A primera vista, una oficina virtual puede parecer una solución atractiva: obtiene una dirección legal, servicios de recepción de correspondencia y atención telefónica, todo sin incurrir en los costos de alquilar una oficina física. Muchos proveedores de estos servicios operan legalmente y están registrados en los registros comerciales oficiales.
Sin embargo, en la práctica empresarial real —especialmente al tratar con autoridades gubernamentales, bancos y socios comerciales serios— el uso de una oficina virtual puede implicar riesgos significativos. A continuación, explicamos por qué en detalle.
1. Sospechas por parte de las autoridades fiscales
Formalmente, la dirección puede ser legal, pero en la práctica, las inspecciones fiscales suelen mostrarse cautelosas con las empresas que no tienen presencia física en su dirección registrada. Esto puede interpretarse como una actividad ficticia o un intento de ocultar el lugar real de operaciones.
Como resultado, la empresa puede enfrentarse a:
una auditoría fiscal no programada;
denegación del reembolso del IVA;
bloqueo de cuentas bancarias;
recálculo de impuestos y multas.
2. Dificultades para abrir y mantener cuentas bancarias
Según las normativas AML/KYC, los bancos están obligados a verificar la veracidad de la información de sus clientes.

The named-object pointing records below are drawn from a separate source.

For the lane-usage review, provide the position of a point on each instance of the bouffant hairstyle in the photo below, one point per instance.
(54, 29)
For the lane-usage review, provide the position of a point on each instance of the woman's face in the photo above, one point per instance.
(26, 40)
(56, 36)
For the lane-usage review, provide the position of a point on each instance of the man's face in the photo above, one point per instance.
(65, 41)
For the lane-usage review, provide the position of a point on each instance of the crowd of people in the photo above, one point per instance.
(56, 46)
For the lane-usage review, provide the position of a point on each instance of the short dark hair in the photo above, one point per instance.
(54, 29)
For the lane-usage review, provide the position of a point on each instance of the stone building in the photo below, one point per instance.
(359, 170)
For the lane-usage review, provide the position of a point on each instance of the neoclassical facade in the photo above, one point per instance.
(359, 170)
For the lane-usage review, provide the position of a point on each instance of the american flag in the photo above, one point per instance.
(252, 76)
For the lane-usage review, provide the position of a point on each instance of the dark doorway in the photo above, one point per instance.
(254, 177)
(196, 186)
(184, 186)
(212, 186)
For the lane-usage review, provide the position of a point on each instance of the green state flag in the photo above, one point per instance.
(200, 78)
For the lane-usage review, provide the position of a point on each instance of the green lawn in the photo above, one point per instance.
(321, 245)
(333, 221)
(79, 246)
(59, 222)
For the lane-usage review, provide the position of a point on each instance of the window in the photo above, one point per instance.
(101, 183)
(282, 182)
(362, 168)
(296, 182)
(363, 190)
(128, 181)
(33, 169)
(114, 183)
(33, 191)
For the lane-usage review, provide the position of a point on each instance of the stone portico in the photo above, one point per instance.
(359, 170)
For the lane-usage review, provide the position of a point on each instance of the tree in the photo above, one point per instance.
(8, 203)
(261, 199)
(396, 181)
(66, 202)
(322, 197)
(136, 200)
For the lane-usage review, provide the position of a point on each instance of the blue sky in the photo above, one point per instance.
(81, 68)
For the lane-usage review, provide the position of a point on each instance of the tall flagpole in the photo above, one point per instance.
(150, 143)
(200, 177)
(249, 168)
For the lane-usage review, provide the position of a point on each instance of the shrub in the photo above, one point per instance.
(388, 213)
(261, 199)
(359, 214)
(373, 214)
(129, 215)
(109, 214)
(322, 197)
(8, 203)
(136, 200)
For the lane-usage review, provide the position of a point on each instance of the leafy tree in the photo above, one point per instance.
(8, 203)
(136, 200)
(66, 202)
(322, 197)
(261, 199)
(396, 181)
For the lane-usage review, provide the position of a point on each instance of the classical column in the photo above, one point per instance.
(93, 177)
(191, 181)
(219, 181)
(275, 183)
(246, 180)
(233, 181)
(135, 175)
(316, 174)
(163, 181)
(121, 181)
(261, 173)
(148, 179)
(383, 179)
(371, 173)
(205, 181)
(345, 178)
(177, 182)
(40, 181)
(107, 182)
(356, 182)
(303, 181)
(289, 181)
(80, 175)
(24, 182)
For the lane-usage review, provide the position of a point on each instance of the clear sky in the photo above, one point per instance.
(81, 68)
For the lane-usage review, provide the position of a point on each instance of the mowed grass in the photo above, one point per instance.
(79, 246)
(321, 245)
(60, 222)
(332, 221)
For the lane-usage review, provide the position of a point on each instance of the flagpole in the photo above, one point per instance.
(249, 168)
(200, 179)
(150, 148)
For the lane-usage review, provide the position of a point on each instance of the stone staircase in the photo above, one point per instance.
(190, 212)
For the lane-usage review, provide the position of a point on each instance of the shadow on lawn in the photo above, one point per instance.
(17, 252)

Las direcciones virtuales que son utilizadas de forma masiva por muchas empresas suelen aparecer en las listas negras internas de los bancos — no solo en Serbia, sino en todo el mundo.
El uso de este tipo de direcciones puede llevar a:
denegación en la apertura de una cuenta bancaria;
bloqueo de una cuenta ya activa;
solicitudes adicionales de documentación;
un mayor control de la actividad transaccional.
Para los bancos, esto representa una señal de alerta, especialmente si no hay pruebas de una presencia real del negocio.
3. Riesgos durante inspecciones por parte de organismos gubernamentales
Al realizar una inspección presencial, los representantes de la autoridad fiscal u otros organismos reguladores deben poder:
visitar la oficina en la dirección legal registrada;
acceder a la documentación de la empresa;
hablar con representantes de la compañía.
Si en la dirección registrada no hay oficina, personal ni documentación, esto puede interpretarse como una evasión de la cooperación con los organismos de control.